Pips for Breakfast: May 24, 2026

In 2010, the Euro plummeted to a four year low because the market decided the word contagion was the official color of spring.

On This Day

Sixteen years ago, the Eurozone debt crisis was in full swing, and traders were dumping the single currency like it was a cursed artifact. The ECB spent the afternoon wondering if a "Plan B" existed that didn't involve people in Athens throwing bricks. It didn't.

The Play

Short USD/CAD when markets open this evening. The reports out of Tehran suggesting a nuclear agreement have reached a "critical stage" should, in theory, be bearish for oil prices as Iranian supply prepares to flood the market. However, the "peace dividend" usually triggers a risk-on relief rally. If equities gap higher tonight, the Greenback will likely be the first thing sold.

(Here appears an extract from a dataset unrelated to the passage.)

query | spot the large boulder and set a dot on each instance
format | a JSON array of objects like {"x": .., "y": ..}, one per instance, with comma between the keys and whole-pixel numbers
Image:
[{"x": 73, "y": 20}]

Long JPY pairs if the "hope fades" headline from Friday carries over into the Asian session. We are deep in the "Sell in May" seasonal window. If the Tehran news turns out to be another case of "mediators being optimistic for the cameras," the flight to safety will be swift. Watch AUD/JPY specifically. It's the market's favorite barometer for "are we having fun yet?"

What's on Deck

Tehran Headlines: This is the only thing that matters until the London open. If Sky News Arabia is right about an agreement, expect a gap in USD/CAD and AUD/USD. If they're wrong, expect a very grumpy Sunday evening for anyone holding risk.

Fed Fatigue: Markets are still chewing on the Fed signals from late last week. With no major data on the calendar today, the narrative will be driven by technicals and the lingering fear that the "Sell in May" crowd is finally right.

Liquidity Gaps: Markets open at 5pm EST. Given the Iran news, the first ten minutes of trading will likely look like a heart monitor during a horror movie. Stay small or stay out until the spreads settle.

The Data Behind the Patterns View Packages →

Quick Pips

  • EUR/USD: It’s currently sitting in a range that can only be described as "aggressively boring." Watch the 1.0850 level for a breakout.
  • GBP/USD: Cable is struggling to find a reason to exist above 1.2700. If the Dollar catches a safe-haven bid, 1.2640 is the first stop.
  • Gold: If a nuclear deal is actually signed, the "geopolitical fear premium" might evaporate. That $2,400 handle looks a bit heavy right now.
  • Baker Hughes Data: The rig count is up by 5. It's a minor data point, but it reminds us that US production isn't slowing down just because we want it to.

Why Your P&L Cares

The "Sell in May and go away" adage is the kind of thing your uncle says to sound smart at parties, but the data actually supports the seasonal grumpiness. From May to October, global equities historically underperform. When stocks lose their luster, the FX market usually pivots toward the USD or JPY.

Back in 2010, the Euro lost 15% of its value in a single quarter because the market realized that "hope" isn't a viable fiscal policy. We're seeing similar vibes today. The Tehran negotiations are the "hope" factor. If they fail, the seasonal weakness in equities could accelerate, sending AUD/USD and NZD/USD into a tailspin as traders rush back to the safety of the Greenback.

The Bottom Line

The markets are currently resting, but the news cycle is working overtime. Expect a volatile open this evening as the "peace in our time" headlines clash with "Sell in May" reality. Now go enjoy the silence before the charts start screaming again. You're fed.